Je ne pense pas que ce soit la responsabilité du revendeur [de protéger ces informations]. Je pense que c’est celle des grands détaillants, comme Amazon
, insiste-t-il.
À qui la responsabilité de retirer les étiquettes?
En réponse aux questions de CBC/Radio-Canada, Amazon dit fournir seulement des colis à des liquidateurs réputés
et que leurs contrats les obligent à supprimer les informations personnelles des clients avant de revendre les colis à des tiers
.
Contrairement au Québec, à l’Alberta et à la Colombie-Britannique, l’Ontario n’a pas de loi provinciale encadrant la protection des renseignements personnels par les entreprises privées.
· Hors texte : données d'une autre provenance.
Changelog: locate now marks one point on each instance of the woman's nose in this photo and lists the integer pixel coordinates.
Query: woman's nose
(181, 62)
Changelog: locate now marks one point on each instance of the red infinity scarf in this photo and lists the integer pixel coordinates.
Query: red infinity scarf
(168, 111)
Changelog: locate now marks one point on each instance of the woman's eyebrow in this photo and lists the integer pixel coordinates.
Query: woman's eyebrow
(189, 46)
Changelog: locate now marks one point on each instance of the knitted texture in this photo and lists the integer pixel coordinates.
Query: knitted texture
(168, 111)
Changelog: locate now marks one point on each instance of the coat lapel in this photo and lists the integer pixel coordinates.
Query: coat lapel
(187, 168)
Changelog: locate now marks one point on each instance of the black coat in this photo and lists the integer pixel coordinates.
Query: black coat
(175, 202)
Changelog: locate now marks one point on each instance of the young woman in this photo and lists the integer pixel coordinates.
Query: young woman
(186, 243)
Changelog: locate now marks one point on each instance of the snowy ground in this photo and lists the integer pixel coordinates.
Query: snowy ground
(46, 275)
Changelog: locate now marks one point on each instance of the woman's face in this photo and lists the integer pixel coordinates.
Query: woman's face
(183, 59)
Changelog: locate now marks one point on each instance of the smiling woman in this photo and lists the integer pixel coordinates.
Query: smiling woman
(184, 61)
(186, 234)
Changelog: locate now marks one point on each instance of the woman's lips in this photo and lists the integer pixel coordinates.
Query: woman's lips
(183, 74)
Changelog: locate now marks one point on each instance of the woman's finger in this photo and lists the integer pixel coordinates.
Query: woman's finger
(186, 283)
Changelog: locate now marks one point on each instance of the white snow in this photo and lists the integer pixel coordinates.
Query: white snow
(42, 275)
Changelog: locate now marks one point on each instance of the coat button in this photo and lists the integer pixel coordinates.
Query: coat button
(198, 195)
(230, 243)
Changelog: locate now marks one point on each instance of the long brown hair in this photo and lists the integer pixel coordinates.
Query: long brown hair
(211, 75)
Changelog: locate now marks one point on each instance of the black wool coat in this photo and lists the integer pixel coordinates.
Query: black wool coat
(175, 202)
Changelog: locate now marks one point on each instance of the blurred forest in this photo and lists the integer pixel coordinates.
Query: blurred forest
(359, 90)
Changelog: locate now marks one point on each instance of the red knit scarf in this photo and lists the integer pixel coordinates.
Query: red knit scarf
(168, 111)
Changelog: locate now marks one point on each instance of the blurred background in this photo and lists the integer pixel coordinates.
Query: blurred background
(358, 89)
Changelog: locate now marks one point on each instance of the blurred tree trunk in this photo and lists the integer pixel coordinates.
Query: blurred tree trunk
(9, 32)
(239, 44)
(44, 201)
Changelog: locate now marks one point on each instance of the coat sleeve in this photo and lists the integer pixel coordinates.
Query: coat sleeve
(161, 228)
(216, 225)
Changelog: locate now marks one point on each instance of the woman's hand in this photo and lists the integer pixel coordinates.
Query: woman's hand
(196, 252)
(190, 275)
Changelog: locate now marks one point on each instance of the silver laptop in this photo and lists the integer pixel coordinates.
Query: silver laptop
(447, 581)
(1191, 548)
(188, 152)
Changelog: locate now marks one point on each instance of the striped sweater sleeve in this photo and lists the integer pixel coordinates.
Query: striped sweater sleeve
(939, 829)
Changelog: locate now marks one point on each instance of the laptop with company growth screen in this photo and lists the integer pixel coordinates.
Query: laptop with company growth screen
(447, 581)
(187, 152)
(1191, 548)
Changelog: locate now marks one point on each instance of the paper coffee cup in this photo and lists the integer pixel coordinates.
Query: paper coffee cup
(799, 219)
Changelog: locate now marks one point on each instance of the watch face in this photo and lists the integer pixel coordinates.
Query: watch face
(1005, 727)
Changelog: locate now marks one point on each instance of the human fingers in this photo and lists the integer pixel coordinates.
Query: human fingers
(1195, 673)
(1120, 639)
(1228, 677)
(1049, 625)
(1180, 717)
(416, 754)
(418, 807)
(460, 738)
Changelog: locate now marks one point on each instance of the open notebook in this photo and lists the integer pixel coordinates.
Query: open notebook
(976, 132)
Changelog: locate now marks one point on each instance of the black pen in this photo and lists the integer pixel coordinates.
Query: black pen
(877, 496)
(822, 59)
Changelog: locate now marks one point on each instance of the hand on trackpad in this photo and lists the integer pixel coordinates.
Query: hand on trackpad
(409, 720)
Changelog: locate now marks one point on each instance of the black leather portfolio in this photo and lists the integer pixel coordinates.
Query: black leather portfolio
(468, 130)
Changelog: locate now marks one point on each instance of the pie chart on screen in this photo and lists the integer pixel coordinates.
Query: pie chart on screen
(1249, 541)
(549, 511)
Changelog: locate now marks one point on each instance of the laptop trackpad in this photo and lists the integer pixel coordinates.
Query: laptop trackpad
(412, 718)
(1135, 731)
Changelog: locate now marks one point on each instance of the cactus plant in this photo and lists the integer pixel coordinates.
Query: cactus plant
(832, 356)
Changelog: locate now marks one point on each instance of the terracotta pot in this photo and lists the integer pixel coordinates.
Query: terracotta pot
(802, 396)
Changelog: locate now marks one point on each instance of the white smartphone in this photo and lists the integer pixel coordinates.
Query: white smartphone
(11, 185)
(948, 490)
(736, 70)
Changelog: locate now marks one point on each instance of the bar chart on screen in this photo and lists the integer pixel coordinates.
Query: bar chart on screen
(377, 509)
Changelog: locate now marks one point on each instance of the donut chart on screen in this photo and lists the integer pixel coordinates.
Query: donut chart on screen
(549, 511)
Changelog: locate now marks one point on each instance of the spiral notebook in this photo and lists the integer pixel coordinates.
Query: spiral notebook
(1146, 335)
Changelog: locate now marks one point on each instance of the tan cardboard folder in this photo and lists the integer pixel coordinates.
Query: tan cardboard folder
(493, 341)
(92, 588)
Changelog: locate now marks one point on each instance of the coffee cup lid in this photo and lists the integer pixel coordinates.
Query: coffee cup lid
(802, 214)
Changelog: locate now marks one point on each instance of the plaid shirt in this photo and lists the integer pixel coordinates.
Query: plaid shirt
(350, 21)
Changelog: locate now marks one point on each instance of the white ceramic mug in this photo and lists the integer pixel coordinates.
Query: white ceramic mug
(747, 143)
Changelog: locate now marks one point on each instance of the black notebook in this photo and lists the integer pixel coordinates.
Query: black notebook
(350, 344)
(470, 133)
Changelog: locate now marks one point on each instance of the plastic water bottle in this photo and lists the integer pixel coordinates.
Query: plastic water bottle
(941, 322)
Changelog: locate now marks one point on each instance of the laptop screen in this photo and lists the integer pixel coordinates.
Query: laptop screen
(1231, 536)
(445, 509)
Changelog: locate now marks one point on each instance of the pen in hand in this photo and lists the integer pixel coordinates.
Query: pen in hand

Celles-ci sont ainsi soumises à la législation fédérale et à la surveillance du Commissariat à la protection de la vie privée du Canada.
Sans avoir enquêté sur les pratiques du géant du commerce électronique, le Commissariat indique par courriel que les organisations assujetties à la loi fédérale doivent obtenir le consentement des personnes concernées avant de communiquer des renseignements personnels à une tierce partie.
Elles sont aussi responsables des renseignements personnels qu’elles ont en leur possession ou sous leur garde, y compris les renseignements confiés à une tierce partie
, ajoute Vito Pilieci, un porte-parole de l’organisme.
Il note toutefois que les entreprises peuvent s’acquitter de leurs obligations
en signant des contrats avec leurs partenaires qui garantissent la confidentialité et la sécurité des renseignements personnels de leurs clients.
Aux yeux de l’ancienne commissaire à la protection de la vie privée de l’Ontario, la réglementation fédérale est bien trop permissive.
Nous devons compter sur le bon vouloir des entreprises, qui souvent fait défaut
, s’indigne Mme Cavoukian.
Le Commissariat à la protection de la vie privée du Canada indique qu’il contactera Amazon pour recueillir plus d’informations sur la manière dont l’entreprise gère les colis qui lui sont retournés.